The path from Whorl Hill takes us into the deserted village of Whorlton. Little survived its abandonment after the Black Death except the church and the castle, both now partially ruined. On any but a sunny day, Holy Cross Church can be a disturbing place, with its avenue of yew trees leading to the arches of the nave, now open to the skies. The chancel is roofed, and a flap in the doorway allows you to look inside to see a fine early 14th-century oak figure of a knight. It is probably Nicholas, Lord Maynell, who fought with Edward I in Wales and hunted in the woods here. The gatehouse of the Maynell's castle, just along the road, is the only substantial part left. It was built at the end of the 14th century, and was besieged 250 years later during the Civil War. You can still see the marks of cannon balls from the Parliamentarians' guns on the walls. East of the castle, which occupied more than 6 acres (2.4 ha), are further earthworks, which protected the fortified village.

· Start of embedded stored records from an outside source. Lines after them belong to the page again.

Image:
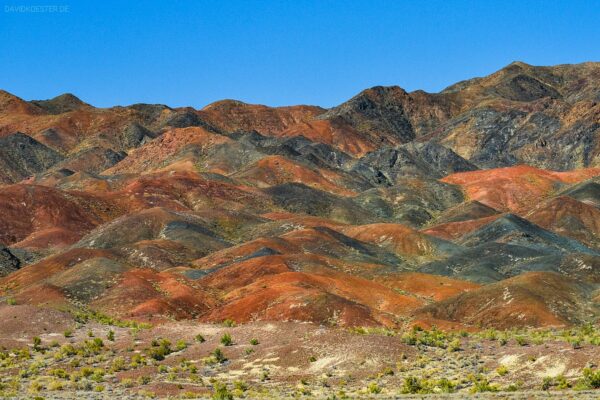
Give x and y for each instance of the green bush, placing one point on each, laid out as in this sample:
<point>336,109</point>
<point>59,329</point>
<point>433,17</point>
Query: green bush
<point>226,339</point>
<point>199,338</point>
<point>220,392</point>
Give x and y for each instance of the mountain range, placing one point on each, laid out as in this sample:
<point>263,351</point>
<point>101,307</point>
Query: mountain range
<point>478,206</point>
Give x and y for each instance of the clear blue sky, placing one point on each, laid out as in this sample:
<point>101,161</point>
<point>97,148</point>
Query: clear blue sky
<point>279,52</point>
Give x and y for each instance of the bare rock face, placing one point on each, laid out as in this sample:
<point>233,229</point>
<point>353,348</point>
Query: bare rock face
<point>393,206</point>
<point>8,262</point>
<point>22,156</point>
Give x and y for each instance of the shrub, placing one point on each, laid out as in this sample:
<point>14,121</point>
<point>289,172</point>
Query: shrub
<point>219,356</point>
<point>546,383</point>
<point>37,342</point>
<point>481,384</point>
<point>160,349</point>
<point>502,370</point>
<point>591,378</point>
<point>226,339</point>
<point>521,340</point>
<point>373,388</point>
<point>180,345</point>
<point>200,339</point>
<point>220,392</point>
<point>411,385</point>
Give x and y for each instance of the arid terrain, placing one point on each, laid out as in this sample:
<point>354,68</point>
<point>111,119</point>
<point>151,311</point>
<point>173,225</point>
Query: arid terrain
<point>399,244</point>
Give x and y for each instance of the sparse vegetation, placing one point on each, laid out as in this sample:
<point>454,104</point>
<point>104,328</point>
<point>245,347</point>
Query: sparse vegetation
<point>226,339</point>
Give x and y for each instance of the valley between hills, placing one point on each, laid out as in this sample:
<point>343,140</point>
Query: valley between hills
<point>399,244</point>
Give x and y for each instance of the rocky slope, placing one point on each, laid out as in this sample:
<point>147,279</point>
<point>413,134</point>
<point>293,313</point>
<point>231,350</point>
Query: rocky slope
<point>391,209</point>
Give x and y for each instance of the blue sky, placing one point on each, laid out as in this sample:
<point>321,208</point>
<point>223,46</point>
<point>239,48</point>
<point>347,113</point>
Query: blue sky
<point>278,52</point>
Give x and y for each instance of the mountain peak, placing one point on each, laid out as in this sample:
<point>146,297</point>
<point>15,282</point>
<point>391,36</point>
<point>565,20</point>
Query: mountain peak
<point>61,104</point>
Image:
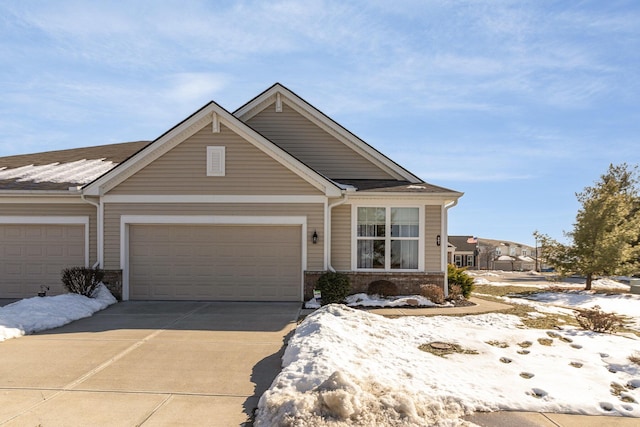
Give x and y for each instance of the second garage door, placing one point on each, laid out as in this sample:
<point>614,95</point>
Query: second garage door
<point>204,262</point>
<point>33,255</point>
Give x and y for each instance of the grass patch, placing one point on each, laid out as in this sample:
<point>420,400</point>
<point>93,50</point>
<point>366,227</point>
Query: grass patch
<point>444,348</point>
<point>545,341</point>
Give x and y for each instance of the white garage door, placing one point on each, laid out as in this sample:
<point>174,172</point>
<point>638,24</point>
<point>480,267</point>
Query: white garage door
<point>205,262</point>
<point>35,254</point>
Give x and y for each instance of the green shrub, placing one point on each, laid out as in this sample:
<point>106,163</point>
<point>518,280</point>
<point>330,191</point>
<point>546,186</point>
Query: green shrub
<point>455,292</point>
<point>383,288</point>
<point>334,287</point>
<point>82,280</point>
<point>457,276</point>
<point>434,293</point>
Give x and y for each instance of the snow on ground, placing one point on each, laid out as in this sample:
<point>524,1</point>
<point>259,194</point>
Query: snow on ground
<point>40,313</point>
<point>364,300</point>
<point>349,367</point>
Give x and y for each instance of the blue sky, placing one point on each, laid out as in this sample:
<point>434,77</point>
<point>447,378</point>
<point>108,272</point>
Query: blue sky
<point>518,104</point>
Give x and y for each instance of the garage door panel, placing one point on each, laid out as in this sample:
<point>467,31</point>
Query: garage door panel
<point>35,254</point>
<point>215,262</point>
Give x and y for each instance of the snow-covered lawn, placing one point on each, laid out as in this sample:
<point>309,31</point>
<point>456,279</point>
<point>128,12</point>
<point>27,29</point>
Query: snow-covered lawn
<point>40,313</point>
<point>348,367</point>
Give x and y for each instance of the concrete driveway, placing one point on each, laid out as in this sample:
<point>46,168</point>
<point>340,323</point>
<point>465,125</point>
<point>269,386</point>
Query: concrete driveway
<point>147,363</point>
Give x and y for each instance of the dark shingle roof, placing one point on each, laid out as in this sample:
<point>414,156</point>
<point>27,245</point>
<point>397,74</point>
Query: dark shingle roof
<point>393,186</point>
<point>461,243</point>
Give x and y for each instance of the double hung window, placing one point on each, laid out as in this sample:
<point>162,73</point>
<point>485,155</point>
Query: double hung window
<point>388,238</point>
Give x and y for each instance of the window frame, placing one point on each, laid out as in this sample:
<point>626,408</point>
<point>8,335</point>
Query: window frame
<point>387,238</point>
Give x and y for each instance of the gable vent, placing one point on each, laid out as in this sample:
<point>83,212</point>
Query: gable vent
<point>215,161</point>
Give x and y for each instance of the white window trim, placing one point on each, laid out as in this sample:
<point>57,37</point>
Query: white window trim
<point>54,220</point>
<point>127,220</point>
<point>388,206</point>
<point>216,168</point>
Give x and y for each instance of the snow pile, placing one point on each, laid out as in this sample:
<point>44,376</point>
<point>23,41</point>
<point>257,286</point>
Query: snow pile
<point>349,367</point>
<point>80,171</point>
<point>40,313</point>
<point>365,300</point>
<point>609,284</point>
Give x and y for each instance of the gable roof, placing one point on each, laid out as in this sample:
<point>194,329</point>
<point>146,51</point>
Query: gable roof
<point>462,243</point>
<point>99,169</point>
<point>280,93</point>
<point>61,169</point>
<point>207,115</point>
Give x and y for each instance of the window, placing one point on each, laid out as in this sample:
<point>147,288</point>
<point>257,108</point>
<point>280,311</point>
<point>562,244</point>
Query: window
<point>388,238</point>
<point>215,161</point>
<point>458,260</point>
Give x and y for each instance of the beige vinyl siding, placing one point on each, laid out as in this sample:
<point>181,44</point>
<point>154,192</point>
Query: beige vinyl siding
<point>62,209</point>
<point>433,220</point>
<point>313,146</point>
<point>313,212</point>
<point>183,170</point>
<point>341,238</point>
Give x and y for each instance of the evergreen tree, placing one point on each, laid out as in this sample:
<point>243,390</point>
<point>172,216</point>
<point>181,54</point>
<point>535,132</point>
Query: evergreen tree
<point>605,236</point>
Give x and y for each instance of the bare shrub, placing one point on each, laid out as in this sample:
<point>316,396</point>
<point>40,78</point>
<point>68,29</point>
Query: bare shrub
<point>433,292</point>
<point>383,288</point>
<point>455,292</point>
<point>596,320</point>
<point>81,280</point>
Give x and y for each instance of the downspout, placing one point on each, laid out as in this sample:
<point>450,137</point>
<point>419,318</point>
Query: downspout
<point>327,234</point>
<point>99,226</point>
<point>445,245</point>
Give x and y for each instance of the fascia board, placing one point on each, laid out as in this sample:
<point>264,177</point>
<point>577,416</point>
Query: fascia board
<point>189,127</point>
<point>250,109</point>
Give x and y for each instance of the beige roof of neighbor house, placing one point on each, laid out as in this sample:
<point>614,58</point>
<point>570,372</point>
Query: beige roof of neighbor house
<point>61,169</point>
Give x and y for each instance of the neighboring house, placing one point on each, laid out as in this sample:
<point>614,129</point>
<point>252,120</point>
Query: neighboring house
<point>463,251</point>
<point>505,255</point>
<point>252,205</point>
<point>478,253</point>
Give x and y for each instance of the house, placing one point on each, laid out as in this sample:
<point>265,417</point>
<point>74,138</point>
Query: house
<point>463,251</point>
<point>505,255</point>
<point>249,206</point>
<point>477,253</point>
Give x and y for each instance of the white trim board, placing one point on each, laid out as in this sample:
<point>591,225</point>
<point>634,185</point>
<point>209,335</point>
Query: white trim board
<point>53,220</point>
<point>181,198</point>
<point>127,220</point>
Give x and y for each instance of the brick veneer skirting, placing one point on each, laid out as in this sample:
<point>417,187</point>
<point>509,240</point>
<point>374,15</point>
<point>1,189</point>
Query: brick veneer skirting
<point>407,283</point>
<point>113,281</point>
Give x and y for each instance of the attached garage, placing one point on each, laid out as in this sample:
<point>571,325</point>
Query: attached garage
<point>215,262</point>
<point>33,255</point>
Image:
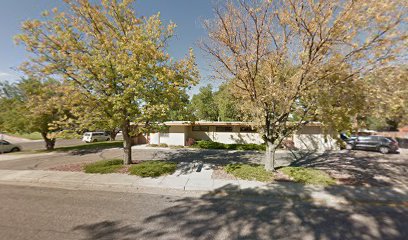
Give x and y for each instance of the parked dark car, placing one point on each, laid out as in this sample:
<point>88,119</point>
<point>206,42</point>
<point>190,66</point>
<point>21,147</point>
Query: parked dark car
<point>374,143</point>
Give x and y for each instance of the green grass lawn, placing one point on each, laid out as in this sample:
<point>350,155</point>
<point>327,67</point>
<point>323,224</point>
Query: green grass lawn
<point>153,168</point>
<point>308,175</point>
<point>91,146</point>
<point>31,136</point>
<point>249,172</point>
<point>104,167</point>
<point>216,145</point>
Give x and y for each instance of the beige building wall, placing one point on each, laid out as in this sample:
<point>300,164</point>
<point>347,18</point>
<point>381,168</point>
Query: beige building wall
<point>175,136</point>
<point>310,137</point>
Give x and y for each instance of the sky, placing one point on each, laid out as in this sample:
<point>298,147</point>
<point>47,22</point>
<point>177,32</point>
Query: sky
<point>187,14</point>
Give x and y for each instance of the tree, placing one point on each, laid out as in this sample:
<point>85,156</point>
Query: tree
<point>203,104</point>
<point>219,105</point>
<point>280,54</point>
<point>33,106</point>
<point>387,97</point>
<point>117,59</point>
<point>226,102</point>
<point>181,110</point>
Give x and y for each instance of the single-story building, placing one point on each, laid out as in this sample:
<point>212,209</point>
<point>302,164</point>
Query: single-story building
<point>311,136</point>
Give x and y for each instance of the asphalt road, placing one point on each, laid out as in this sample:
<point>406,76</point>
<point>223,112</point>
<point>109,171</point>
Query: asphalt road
<point>43,213</point>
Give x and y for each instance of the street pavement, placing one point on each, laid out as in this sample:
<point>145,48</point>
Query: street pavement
<point>48,213</point>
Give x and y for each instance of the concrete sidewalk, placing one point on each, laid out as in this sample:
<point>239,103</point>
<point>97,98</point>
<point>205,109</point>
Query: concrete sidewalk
<point>197,184</point>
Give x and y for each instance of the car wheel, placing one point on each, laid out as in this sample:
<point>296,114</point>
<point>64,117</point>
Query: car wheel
<point>15,150</point>
<point>384,150</point>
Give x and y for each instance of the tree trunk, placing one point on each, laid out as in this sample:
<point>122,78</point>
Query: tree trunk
<point>127,144</point>
<point>270,156</point>
<point>113,135</point>
<point>49,142</point>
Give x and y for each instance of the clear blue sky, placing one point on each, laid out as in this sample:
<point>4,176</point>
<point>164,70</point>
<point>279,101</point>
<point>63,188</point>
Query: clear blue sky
<point>187,14</point>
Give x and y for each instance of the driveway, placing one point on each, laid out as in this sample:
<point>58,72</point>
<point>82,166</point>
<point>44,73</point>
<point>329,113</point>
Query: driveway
<point>349,167</point>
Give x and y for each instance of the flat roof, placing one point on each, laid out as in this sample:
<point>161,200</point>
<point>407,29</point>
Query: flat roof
<point>220,123</point>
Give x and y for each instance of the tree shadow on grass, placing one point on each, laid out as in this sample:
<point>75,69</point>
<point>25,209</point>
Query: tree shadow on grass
<point>281,211</point>
<point>186,158</point>
<point>360,167</point>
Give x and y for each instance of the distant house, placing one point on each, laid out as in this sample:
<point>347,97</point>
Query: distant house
<point>311,136</point>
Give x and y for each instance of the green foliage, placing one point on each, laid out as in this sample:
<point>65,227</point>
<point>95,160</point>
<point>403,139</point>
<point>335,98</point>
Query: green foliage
<point>216,145</point>
<point>308,175</point>
<point>249,172</point>
<point>33,105</point>
<point>120,62</point>
<point>153,168</point>
<point>104,167</point>
<point>226,103</point>
<point>203,104</point>
<point>215,105</point>
<point>91,146</point>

Spend a moment of solitude at nearby Mount Grace Priory, the best preserved of England's charterhouses - communities of Carthusian monks. There's a reconstructed monk's cell showing how they lived as hermits, coming together rarely except for services in the church. Their isolation was such that even their meals were served through an L-shaped hatch so they couldn't see who brought them.
From the highest part of the walk, which takes you up on to the northern edge of the North York Moors plateau, you are rewarded with extensive northward views over the vast industrial complexes surrounding Middlesbrough. It was the production of iron from the hills which really put Middlesbrough on the map; it had a population of just 40 in 1829, 7,600 in 1851, when the first blast furnace opened, and 20,000 nine years later. Prime Minister Gladstone called the town 'an infant Hercules'. Beyond the River Tees, the area of Seal Sands is home to an oil refinery and chemical works. It's the terminal of the 220 mile (352km) pipeline bringing oil and gas from the Ekofisk field in the North Sea. If you are on the hills at dawn or dusk, you may see the flare stacks glowing on the skyline.
The Blackmith's Arms in Swainby, established in 1775, offers good beer and an extensive menu - though it no longer offers to shoe your horse. The Black Horse in the High Street is also noted for its beer.